転職後、職場での仕事のやり方

転職後、職場での仕事のやり方

 顧客第一主義という考え方があり、日本にはお客様は神様という言葉さえ存在します。しかしお客様は本当に神様なのでしょうか、顧客第一主義というのはそんなに立派なものでしょうかと疑問を投げかける人物がいます。それは34歳でコンサルタントから企業再生ファンドに転職した中里 基さんで、現在は企業再生ファンドから企業再生中の会津乗合自動車株式会社に派遣され、同社の取締役として企画営業統括と会津バスグループ戦略統括に携わっています。中里さんは慶応大学を卒業後に同大学院を修了して日本IBMへ入社し、マーサージャパンからコーポレイトディレクションへと転職しました。
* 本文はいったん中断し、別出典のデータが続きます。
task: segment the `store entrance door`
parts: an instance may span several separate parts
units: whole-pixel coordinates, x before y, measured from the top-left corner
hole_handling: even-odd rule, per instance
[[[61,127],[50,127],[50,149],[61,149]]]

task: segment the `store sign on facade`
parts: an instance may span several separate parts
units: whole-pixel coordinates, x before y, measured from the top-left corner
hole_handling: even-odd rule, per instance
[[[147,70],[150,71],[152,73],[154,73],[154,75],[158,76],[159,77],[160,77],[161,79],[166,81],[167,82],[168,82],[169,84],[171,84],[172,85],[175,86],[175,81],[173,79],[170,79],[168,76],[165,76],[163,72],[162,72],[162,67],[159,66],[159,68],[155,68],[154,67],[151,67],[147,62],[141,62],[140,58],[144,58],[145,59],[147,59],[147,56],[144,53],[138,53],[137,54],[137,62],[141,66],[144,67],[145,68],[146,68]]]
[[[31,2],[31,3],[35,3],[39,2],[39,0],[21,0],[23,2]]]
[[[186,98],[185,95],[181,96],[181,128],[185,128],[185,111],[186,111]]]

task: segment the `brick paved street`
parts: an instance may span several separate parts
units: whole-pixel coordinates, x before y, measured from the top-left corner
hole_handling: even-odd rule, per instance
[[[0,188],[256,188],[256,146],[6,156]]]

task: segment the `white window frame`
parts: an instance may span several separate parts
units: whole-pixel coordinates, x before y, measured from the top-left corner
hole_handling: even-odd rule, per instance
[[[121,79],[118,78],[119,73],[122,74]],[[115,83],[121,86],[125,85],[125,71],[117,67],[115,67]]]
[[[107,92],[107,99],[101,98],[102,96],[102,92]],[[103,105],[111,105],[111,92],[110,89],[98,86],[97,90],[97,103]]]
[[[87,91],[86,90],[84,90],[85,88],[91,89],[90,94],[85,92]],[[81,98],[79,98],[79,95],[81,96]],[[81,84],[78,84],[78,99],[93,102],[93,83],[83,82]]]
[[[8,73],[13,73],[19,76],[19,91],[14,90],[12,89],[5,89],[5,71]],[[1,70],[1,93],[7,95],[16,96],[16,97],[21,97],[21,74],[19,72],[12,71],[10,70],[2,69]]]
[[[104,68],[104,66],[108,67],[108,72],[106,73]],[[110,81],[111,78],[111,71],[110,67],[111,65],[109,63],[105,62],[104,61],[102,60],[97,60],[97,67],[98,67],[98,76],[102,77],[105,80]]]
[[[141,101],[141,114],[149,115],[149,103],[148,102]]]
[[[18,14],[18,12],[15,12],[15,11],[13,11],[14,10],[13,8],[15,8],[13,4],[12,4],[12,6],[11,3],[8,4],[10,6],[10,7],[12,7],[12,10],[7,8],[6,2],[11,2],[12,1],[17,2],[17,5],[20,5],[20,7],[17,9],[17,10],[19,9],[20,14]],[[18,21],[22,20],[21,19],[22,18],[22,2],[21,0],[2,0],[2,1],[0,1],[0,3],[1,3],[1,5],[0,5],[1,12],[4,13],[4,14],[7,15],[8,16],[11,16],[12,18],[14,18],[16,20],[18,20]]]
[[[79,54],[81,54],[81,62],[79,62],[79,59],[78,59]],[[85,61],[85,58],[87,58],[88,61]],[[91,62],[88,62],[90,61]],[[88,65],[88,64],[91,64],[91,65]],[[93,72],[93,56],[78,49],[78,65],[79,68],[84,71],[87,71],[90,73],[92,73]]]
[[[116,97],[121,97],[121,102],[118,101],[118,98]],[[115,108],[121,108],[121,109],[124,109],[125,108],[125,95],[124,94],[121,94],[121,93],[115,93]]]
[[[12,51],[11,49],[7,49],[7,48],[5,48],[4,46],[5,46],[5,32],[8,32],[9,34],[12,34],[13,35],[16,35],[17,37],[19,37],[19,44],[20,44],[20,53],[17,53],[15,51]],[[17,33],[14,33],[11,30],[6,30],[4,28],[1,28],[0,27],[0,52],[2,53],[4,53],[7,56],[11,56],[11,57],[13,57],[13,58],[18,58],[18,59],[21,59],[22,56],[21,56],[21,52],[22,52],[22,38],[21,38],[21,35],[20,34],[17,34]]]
コーポレイトディレクションは戦略コンサルティングを行う会社で、中里さんはそこでコンサルタントをしていました。

 

自分たちを守るためのさまざまな工夫

 中里さんは現在は福島県の会津乗合自動車で企業再生の仕事をしていますが、この会社は旅行代理店業もやっていて新しいツアー商品を作るときにチラシや細かい注記を作ります。そのツアー商品がどんなものかわかるために具体的にツアー料金や添乗員の有無などが書かれていて、注記にも旅行の最小催行人数やキャンセル料のことなどが記載されています。しかしどんなツアー会社でもこれらの注記は小さい文字で書かれていて、何か起きたの言い訳のためのものでお客様のためというより自分たちを守るためのものだと中里さんはいいます。

 

 さらに旅行会社のチラシには写真でもコースの説明でも、やたらとイメージという言葉が使われています。これはチラシと少しでも異なる料理やバスの車窓から見える桜の景色が、満開でなく7分咲きだったときなどに言い訳できるようにしているからです。

 

転職先でのカルチャーショックの対応

 中里さんが伝えたいのは顧客第一主義といいながらも、多くの企業ではお客からのクレームから自分たちを守るために防衛策を講じているということです。そしてそのためのエネルギーは膨大なもので、結果としてコストが掛かりそれを商品に転嫁するしかありません。中里さんと同じように34歳で転職する人も、転職した新しい職場でカルチャーショックを受けるかもしれません。これまでの仕事のやり方とか考え方とかとは、あまりに違う場合もあるでしょう。そういう場合には新しい会社のやり方でいいと思うことは受け入れ、もっと改善の余地があると思えば提案を行うことです。ただその場合でも間違っていると指摘するのではなく、プレゼンのやり方にも工夫が必要です。